A quebra do status quo, onde normalmente aquele oriundo da favela seria o criminoso, e o mais abastado seria a vítima, o benfeitor, tona-se ainda mais interessante quando observamos que parte da visão de um artista estrangeiro sobre o panorama de nosso país – e poderiam ser muitos outros países, diga-se -, enquanto muitos dos mais abastados deste próprio país preferem fechar os olhos, negar a existência da luta de classes. A narrativa acertadamente opta por não fazê-lo – retrata as classes mais pobres sem julgá-las por seus anseios ou ignorar suas injustiças.
Embora a missão seja louvável, o roteiro de Richard Curtis (de Questão de Tempo) – com base no livro de Andy Mulligan – abre certas concessões para cumpri-la, seja com diálogos encomendados – “Fizemos por ser o certo.” – ou conveniências para dar andamento à resolução do enigma – o policial Frederico (Selton Mello, de O Palhaço) entra exatamente no quarto onde as pistas foram deixadas; a filha de José Ângelo, que pensávamos estar morta, surge misteriosamente após estar por dias abrigada, sozinha, num cemitério -, e ainda sub-desenvolve as personagens de Rooney Mara (de Terapia de Risco) e Martin Sheen (de O Espetacular Homem-Aranha), que acabam apenas servindo como auxiliadoras para os garotos.
Sem fugir desta questão, outro acerto do filme é a fuga das morais reprováveis costumeiramente adotadas em retratações do Cinema norte-americano – embora esta não seja necessariamente uma destas – sobre outros países – aqui, as personagens americanas não funcionam como a intervenção heróica para os cidadãos locais, mas como um componente de suas jornadas.
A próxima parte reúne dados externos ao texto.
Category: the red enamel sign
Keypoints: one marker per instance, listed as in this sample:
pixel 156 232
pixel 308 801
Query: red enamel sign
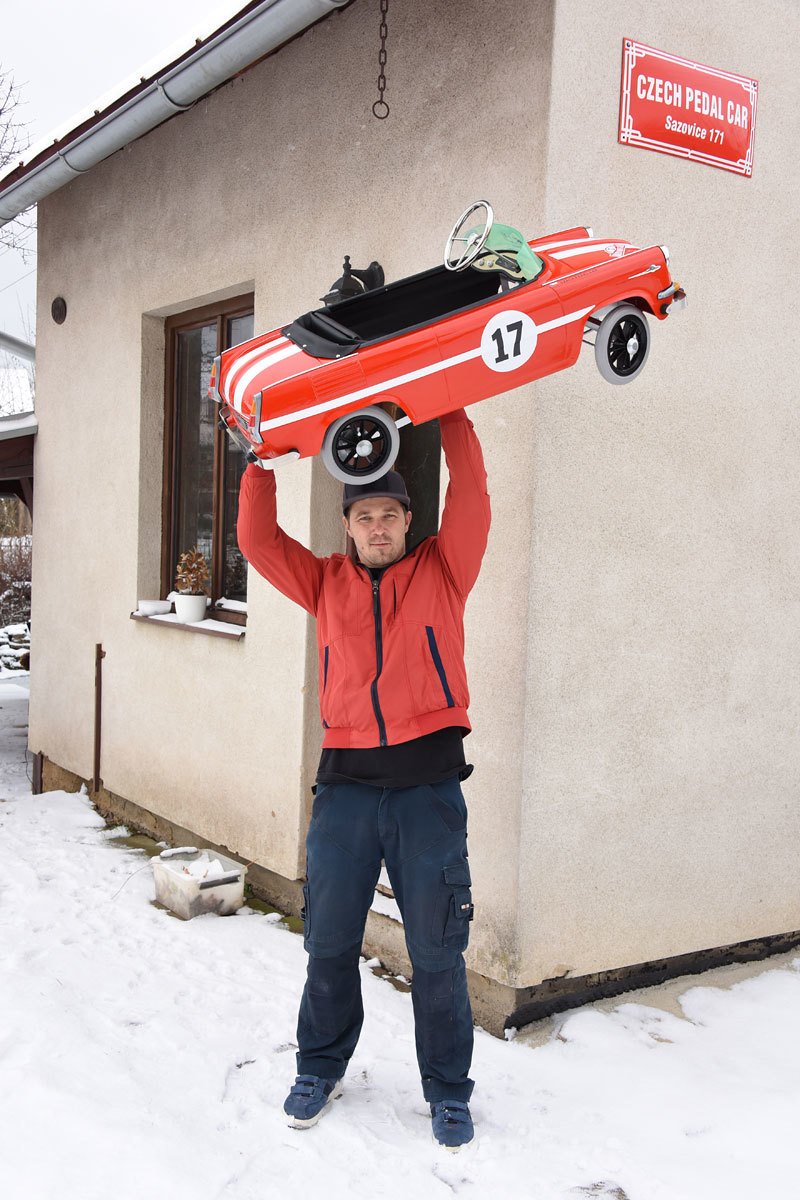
pixel 683 108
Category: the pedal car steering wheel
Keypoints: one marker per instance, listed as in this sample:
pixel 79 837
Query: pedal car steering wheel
pixel 470 231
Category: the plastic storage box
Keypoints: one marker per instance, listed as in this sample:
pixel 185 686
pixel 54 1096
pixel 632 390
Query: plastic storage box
pixel 190 882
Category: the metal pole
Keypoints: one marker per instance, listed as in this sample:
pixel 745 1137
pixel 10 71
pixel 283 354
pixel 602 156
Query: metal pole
pixel 100 654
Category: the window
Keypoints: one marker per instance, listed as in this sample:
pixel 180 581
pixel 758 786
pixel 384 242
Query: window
pixel 202 465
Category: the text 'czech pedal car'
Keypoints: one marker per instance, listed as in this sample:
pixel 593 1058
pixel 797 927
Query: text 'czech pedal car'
pixel 499 313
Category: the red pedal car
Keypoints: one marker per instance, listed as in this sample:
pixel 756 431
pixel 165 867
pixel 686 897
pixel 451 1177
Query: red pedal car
pixel 498 313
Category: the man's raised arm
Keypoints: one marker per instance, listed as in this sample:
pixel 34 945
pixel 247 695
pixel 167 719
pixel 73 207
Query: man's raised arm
pixel 288 565
pixel 467 515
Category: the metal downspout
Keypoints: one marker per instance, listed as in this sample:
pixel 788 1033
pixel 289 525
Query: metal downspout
pixel 256 34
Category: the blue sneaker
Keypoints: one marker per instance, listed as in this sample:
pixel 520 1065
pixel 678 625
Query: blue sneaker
pixel 308 1098
pixel 452 1125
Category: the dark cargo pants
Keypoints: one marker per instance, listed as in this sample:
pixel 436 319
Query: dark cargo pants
pixel 421 835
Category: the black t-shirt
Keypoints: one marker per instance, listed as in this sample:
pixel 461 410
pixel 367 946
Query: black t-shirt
pixel 427 760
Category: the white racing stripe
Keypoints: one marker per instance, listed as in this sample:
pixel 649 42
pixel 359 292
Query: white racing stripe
pixel 262 364
pixel 376 389
pixel 590 250
pixel 566 241
pixel 266 348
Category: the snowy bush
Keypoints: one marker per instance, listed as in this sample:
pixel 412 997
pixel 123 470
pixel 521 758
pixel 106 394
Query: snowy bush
pixel 14 580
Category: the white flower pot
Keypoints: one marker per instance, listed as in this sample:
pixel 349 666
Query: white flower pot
pixel 190 609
Se José Ângelo fora o elo de origem e os garotos foram os responsáveis por levá-lo até seu destino, as personagens de Mara e Sheen são peças intermediárias neste quebra-cabeça.
Deixo para o final o ponto que mais denota um amadurecimento de Stephen Daldry em relação ao seu trabalho anterior: o diretor deixa a necessidade do pesar e maniqueísmo excessivos para carregar sua narrativa. O que era tão exagerado em Tão Forte e Tão Perto – utilizador abusivo de recursos sonoros e visuais para evidenciar o drama de seu protagonista -, adota a medida certa no desenvolvimento de Trash – A Esperança Vem do Lixo, que sabidamente nota no contexto social de suas personagens o peso dramático necessário, e direciona o desenvolvimento narrativo à resolução do enigma, à conquista dos garotos, que vivenciavam uma aventura naquela jornada – a trilha sonora incidental, de boas escolhas da música nacional, contextualiza com perfeição a atmosfera adotada, enquanto a fotografia assinada Adriano Goldman evidencia os climas quentes e a diversidade local através de sua abundância de tons.
A abordagem ideológica do texto de Curtis garante a importância social da obra, enquanto a condução narrativa de Daldry é capaz de torná-la instigante e divertida. Deixe ser convencional, desde que seja capaz de provocar engajamento através da Arte.